"You know not then," said Cecilia, in a faint voice, "my inability to comply?"

"Your ability or inability, I presume, are elective?"

"Oh no!--my power is lost--my fortune itself is gone!"

"Impossible! utterly impossible!" cried he with vehemence.

"Oh that it were!--your father knows it but too well."

"My father!"

"Did he, then, never hint it to you?"

"Oh distraction!" cried Delvile, "what horrible confirmation is coming!" and again he walked away, as if wanting courage to hear her.

Cecilia was too much shocked to force upon him her explanation; but presently returning to her, he said, "you, only, could have made this credible!"

"Had you, then, actually heard it?"

"Oh I had heard it as the most infamous of falsehoods! my heart swelled with indignation at so villainous a calumny, and had it not come from my father, my resentment at it had been inveterate!"

"Alas!" cried Cecilia, "the fact is undeniable! yet the circumstances you may have heard with it, are I doubt not exaggerated."

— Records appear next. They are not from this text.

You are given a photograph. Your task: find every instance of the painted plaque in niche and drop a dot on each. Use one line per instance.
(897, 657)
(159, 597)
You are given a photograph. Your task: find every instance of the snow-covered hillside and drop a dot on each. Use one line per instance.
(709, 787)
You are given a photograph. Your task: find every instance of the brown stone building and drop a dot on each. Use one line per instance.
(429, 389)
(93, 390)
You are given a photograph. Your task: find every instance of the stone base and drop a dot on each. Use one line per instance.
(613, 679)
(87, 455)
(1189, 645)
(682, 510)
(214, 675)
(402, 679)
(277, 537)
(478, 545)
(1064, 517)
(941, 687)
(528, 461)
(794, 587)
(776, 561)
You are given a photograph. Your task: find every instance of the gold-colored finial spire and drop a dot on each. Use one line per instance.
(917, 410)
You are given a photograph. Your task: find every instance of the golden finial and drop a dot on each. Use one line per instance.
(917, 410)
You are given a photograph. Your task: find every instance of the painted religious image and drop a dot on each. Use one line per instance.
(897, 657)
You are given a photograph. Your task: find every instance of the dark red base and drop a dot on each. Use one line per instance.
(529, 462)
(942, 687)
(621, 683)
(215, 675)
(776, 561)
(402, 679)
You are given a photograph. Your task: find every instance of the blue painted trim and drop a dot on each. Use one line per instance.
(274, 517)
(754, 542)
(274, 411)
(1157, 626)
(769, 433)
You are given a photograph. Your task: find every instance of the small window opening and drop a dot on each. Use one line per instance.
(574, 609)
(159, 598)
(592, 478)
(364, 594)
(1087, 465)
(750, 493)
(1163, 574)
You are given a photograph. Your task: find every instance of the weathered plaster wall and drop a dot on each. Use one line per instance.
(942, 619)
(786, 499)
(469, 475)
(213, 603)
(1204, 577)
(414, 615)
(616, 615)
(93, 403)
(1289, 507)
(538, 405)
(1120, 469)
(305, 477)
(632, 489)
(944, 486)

"Exaggerated indeed!" he answered; "I was told you had been surprised concealed with Belfield in a back room, I was told that your parental fortune was totally exhausted, and that during your minority you had been a dealer with Jews!--I was told all this by my father; you may believe I had else not easily been made hear it!"

"Yet thus far," said she, "he told you but what is true; though--"

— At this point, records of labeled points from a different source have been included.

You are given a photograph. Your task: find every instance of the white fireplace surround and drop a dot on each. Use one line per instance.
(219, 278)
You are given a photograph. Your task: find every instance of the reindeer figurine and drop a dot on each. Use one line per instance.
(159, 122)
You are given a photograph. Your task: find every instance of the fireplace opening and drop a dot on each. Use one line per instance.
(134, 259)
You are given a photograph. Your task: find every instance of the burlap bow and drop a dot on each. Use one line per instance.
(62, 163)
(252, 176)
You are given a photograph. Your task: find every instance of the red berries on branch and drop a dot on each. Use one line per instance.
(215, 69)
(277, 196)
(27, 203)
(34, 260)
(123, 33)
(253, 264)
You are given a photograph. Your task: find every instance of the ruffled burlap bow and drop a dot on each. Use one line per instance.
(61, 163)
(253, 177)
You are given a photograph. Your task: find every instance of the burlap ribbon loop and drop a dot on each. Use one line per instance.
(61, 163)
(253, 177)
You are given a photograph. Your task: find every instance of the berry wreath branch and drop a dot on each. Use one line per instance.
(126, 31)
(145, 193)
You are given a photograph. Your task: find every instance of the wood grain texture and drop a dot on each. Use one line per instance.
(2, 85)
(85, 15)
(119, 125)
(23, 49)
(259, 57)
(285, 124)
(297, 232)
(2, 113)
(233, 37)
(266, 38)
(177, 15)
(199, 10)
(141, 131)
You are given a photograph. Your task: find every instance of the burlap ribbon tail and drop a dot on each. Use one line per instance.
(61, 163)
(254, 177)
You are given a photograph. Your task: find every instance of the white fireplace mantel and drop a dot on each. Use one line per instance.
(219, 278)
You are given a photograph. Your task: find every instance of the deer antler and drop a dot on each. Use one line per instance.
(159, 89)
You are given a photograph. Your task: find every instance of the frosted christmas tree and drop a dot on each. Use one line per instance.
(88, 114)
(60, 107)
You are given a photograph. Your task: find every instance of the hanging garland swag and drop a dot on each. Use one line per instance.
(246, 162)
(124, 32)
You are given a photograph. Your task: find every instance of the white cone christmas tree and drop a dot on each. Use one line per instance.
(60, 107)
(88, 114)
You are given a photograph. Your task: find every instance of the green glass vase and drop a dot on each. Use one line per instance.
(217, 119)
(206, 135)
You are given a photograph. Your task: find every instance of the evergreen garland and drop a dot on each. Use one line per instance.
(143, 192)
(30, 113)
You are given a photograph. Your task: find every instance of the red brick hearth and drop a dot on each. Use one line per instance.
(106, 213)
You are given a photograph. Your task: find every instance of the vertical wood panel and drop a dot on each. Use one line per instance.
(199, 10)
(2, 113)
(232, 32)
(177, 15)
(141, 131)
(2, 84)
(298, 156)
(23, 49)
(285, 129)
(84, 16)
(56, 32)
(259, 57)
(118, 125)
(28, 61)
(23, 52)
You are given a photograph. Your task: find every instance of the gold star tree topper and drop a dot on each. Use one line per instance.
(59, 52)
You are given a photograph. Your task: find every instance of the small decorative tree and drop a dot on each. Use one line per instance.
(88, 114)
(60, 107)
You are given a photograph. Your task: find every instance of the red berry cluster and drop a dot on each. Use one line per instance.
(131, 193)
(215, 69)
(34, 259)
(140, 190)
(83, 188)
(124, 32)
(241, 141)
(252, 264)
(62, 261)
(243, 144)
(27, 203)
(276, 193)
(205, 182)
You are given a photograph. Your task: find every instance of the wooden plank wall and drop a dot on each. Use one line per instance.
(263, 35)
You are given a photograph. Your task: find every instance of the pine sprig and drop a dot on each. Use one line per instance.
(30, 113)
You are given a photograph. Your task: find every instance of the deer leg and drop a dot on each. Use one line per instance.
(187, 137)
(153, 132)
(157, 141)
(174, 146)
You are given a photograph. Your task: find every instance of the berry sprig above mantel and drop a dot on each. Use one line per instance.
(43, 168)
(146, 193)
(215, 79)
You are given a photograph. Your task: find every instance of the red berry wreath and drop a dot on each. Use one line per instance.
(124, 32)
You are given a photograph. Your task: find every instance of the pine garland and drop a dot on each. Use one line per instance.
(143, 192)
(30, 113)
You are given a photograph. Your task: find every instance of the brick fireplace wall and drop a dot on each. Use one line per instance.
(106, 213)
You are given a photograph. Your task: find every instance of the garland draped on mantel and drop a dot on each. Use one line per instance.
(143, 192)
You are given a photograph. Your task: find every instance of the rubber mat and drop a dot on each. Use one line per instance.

"True!" interrupted Delvile, with a start almost frantic. "Oh never, then, was truth so scandalously wronged!--I denied the whole charge!-I disbelieved every syllable!--I pledged my own honour to prove every assertion false!"

"Generous Delvile!" cried Cecilia, melting into tears, "this is what I expected from you! and, believe me, in your integrity my reliance had been similar!"

"Why does Miss Beverley weep?" cried he, softened, and approaching her, "and why has she given me this alarm? these things must at least have been misrepresented, deign, then, to clear up a mystery in which suspense is torture!"

Cecilia, then, with what precision and clearness her agitation allowed her, related the whole history of her taking up the money of the Jew for Mr Harrel, and told, without reserve, the reason of her trying to abscond from his father at Mrs Belfield's. Delvile listened to her account with almost an agony of attention, now admiring her conduct; now resenting her ill usage; now compassionating her losses; but though variously moved by different parts, receiving from the whole the delight he most coveted in the establishment of her innocence.

Thanks and applause the warmest, both accompanied and followed her narration; and then, at her request, he related in return the several incidents and circumstances to which he had owed the permission of this visit.